DNA was a short-lived but influential New York rock band, associated with the no wave movement.
DNA were formed in 1978 by guitarist Arto Lindsay and keyboardist Robin Crutchfield. Rather than playing their instruments in a traditional manner, they instead focused on making unique and unusual sounds. Their music was described as spare, noisy, and angular and was compared to some of Captain Beefheart's output and even to Anton Webern.
DNA originally consisted of Lindsay, Crutchfield, Gordon Stevenson, and Mirielle Cervenka, and took its name from a song by another no wave band, Mars. Stevenson went on to play bass for Teenage Jesus and the Jerks; Cervenka was the younger sister of Exene Cervenka of X. This incarnation of the band was very brief, not playing even one concert. After the rapid departure of Stevenson and Cervenka, Lindsay and Crutchfield hastily recruited Ikue Mori - a Japanese woman with little command of English and no drum set - to be DNA's drummer.
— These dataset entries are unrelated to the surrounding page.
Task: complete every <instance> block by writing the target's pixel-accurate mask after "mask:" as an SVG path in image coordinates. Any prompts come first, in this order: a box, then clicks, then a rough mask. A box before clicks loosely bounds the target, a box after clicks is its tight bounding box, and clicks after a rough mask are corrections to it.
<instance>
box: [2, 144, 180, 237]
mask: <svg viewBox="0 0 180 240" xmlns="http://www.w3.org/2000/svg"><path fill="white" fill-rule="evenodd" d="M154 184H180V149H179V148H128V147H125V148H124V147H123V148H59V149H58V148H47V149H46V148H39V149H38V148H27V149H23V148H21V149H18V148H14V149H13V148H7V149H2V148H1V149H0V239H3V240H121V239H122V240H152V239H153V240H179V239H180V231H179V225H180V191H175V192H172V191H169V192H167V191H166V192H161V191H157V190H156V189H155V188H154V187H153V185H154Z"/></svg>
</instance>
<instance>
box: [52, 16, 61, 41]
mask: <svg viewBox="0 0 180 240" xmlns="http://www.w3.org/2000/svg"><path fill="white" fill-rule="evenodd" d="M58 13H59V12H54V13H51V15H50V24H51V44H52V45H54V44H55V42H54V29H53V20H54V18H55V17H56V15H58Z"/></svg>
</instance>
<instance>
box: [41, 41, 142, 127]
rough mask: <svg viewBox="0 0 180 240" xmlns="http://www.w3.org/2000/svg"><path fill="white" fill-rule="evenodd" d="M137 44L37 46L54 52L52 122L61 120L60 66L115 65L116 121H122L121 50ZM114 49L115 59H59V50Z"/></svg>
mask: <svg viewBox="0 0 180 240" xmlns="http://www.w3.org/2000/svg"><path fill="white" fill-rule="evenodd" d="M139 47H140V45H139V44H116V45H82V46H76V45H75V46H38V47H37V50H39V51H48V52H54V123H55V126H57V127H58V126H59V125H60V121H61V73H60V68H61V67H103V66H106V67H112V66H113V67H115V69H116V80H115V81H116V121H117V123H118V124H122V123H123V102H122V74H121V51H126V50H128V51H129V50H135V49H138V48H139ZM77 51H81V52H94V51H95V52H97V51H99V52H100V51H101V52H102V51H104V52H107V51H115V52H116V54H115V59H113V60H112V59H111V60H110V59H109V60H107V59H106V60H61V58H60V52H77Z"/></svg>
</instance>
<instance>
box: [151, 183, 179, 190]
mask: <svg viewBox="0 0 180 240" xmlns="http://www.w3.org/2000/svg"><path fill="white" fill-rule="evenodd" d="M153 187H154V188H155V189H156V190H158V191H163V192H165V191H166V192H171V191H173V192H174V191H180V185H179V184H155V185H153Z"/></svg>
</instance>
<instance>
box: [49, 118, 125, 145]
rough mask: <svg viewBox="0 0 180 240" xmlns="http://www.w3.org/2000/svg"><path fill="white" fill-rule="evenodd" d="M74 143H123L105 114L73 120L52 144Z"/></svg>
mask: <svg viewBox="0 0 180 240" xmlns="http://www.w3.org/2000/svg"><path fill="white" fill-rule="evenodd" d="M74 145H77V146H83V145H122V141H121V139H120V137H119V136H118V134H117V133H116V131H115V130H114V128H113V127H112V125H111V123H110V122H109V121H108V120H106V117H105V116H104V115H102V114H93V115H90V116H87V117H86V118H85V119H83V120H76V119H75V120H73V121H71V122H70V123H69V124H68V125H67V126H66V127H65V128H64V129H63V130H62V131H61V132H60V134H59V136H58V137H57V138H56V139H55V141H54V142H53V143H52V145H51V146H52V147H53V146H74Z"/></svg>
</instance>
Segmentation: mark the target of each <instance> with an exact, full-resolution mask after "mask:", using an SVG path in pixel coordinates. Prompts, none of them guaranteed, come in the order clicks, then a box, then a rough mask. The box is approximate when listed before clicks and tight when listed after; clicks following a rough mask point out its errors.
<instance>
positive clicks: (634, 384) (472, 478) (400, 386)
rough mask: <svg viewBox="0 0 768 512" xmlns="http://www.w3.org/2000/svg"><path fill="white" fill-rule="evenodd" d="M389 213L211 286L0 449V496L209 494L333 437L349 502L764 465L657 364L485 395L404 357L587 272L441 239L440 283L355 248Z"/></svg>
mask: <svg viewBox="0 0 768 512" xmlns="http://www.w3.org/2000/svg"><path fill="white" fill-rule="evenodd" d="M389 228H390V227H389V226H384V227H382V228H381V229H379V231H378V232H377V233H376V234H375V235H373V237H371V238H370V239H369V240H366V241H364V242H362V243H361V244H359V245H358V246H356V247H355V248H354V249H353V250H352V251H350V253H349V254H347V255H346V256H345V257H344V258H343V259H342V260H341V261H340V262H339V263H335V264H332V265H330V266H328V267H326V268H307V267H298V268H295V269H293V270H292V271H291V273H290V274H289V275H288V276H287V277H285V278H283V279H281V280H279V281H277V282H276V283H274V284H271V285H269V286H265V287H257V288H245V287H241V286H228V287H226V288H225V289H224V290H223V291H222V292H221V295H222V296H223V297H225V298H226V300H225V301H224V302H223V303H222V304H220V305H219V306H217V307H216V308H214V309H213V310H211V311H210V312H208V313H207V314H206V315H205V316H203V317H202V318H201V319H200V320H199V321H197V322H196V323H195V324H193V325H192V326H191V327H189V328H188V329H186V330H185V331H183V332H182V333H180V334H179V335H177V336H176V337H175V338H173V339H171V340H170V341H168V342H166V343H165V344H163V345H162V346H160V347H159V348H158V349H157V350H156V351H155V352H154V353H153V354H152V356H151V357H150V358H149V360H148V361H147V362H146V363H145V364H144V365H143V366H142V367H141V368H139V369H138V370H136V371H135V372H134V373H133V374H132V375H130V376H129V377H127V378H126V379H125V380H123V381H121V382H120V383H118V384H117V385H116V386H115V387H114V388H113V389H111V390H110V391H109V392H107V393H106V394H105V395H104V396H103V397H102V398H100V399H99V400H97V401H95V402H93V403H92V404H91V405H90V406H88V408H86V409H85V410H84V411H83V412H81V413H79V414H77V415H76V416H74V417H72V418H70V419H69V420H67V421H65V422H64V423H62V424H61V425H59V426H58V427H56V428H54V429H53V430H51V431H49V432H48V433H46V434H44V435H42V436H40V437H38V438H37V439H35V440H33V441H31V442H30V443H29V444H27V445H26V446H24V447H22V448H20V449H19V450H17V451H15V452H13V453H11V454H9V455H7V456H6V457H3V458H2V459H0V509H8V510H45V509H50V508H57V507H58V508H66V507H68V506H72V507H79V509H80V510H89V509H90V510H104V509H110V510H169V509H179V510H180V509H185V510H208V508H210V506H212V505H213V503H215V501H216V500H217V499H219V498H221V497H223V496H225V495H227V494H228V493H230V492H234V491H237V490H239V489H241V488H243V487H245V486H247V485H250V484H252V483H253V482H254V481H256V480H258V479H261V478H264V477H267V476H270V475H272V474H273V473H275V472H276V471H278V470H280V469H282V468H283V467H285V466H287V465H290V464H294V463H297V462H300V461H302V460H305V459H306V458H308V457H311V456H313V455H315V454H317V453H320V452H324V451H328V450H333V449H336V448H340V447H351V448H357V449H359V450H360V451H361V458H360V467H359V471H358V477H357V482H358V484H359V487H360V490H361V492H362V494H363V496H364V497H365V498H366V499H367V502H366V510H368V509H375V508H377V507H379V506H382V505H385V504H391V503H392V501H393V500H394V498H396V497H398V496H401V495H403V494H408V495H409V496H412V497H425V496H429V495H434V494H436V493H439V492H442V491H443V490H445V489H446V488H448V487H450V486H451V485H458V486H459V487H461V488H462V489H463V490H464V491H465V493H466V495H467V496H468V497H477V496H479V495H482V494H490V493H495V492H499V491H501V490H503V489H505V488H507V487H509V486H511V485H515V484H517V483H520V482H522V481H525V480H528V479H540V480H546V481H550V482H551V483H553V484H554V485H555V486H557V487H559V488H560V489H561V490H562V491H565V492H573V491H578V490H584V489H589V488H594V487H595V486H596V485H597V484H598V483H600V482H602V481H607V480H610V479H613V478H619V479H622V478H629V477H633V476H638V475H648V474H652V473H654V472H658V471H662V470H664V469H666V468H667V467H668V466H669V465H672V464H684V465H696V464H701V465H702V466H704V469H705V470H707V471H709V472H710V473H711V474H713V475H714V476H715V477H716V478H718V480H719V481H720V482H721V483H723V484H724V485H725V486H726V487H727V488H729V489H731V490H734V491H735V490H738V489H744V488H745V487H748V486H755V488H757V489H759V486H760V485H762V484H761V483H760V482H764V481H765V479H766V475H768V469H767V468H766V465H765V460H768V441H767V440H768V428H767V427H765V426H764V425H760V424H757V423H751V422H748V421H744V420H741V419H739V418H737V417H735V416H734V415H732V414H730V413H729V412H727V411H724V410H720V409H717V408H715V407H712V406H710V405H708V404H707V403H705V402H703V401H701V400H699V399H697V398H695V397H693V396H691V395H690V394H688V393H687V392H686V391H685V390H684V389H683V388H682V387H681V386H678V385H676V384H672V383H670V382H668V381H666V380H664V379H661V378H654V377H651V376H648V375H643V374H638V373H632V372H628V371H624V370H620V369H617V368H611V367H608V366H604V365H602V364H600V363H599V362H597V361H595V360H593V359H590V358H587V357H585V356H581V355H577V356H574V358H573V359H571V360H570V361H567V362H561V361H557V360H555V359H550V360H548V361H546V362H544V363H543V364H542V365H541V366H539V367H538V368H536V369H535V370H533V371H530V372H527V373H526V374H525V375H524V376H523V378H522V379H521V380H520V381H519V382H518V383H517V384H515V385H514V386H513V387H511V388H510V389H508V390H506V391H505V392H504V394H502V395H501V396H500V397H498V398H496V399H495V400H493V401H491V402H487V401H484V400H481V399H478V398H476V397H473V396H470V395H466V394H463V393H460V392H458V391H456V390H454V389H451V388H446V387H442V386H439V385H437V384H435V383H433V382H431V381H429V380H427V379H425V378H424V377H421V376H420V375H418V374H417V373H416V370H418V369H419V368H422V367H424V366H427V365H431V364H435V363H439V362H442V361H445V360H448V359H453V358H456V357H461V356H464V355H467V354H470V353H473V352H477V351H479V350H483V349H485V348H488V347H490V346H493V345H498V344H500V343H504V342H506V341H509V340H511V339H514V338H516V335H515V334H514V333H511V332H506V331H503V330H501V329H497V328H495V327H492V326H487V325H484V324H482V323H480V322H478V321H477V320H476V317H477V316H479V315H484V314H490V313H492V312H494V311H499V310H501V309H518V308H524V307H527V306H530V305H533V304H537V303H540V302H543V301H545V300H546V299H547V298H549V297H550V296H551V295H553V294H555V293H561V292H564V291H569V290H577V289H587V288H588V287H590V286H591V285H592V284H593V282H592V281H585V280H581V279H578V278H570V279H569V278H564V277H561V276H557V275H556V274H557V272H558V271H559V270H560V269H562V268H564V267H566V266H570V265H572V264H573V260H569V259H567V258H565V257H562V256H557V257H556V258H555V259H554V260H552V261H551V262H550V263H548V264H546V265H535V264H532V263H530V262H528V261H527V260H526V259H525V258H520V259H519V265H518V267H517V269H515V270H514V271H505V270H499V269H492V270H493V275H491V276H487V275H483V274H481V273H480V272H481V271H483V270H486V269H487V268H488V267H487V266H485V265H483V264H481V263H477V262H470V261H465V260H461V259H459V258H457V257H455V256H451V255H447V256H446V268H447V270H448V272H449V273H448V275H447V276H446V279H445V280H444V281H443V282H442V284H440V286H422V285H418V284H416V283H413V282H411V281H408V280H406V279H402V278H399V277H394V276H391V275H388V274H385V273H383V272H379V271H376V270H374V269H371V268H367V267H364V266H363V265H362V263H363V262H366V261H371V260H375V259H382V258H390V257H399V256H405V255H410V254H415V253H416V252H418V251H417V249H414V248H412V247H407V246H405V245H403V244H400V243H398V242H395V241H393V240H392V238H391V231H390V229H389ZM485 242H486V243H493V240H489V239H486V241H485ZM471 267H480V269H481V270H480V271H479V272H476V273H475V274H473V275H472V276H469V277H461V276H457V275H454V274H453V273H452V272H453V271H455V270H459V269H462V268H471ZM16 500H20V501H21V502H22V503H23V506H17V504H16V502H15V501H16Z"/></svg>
This lineup of DNA played occasionally at CBGB and Max's Kansas City and recorded one 7" single. Within their first year, they had cemented their reputation as a paradigmatic no wave band when Brian Eno selected them as one of the four groups documented on the No New York LP, the first recording to expose no wave groups to an audience outside of lower Manhattan. The other three bands appearing on this album were The Contortions, Teenage Jesus and the Jerks, and Mars.
Shortly after the recording of No New York, Crutchfield left DNA to form a new band, Dark Day. He was replaced by Tim Wright, previously of the Cleveland band Pere Ubu. As Wright played bass guitar and not keyboards, and was the only member of the band really to have any conventional instrumental technique, the change in DNA's sound was dramatic. The music became even more spare and angular, with Wright's bass lines creating a sometimes menacing sound. Song structures became tighter, briefer, more abstract, and have been compared to haiku.
The Lindsay-Mori-Wright lineup of DNA developed something of a cult following between 1979 and 1982, but perhaps more of their following came from the art world than from rock audiences. Live shows were frequent in this period, but rarely outside of the CBGB - Mudd Club - Tier 3 circuit in lower Manhattan.
DNA recorded but one (brief, approximately 10 minutes) album - A Taste of DNA - for Kip Hanrahan's American Clavé label (later on Rough Trade) in 1980. Some live DNA tracks appeared on compilation albums while the band was still in existence.
Lindsay, Mori, and Wright decided to dissolve the band in 1982. It's a measure of the cult following the band had developed that its final concerts were three consecutive sold-out nights at CBGB. DNA's final encore was a cover of Led Zeppelin's "Whole Lotta Love." Sadly, this is not included on the CD Last Live at CBGB, released more than a decade later on John Zorn's Avant label.
The band is featured in the film Downtown 81 staring the artist Jean-Michel Basquiat and the documentary Kill Your Idols directed by S.A. Crary.
DNA on DNA, a comprehensive CD chronicle of the band, was released by No More Records in 2004.
Lindsay and Mori and to a lesser extent Crutchfield have remained active in music.
The contemporary indie rock band Blonde Redhead takes its name from a DNA song.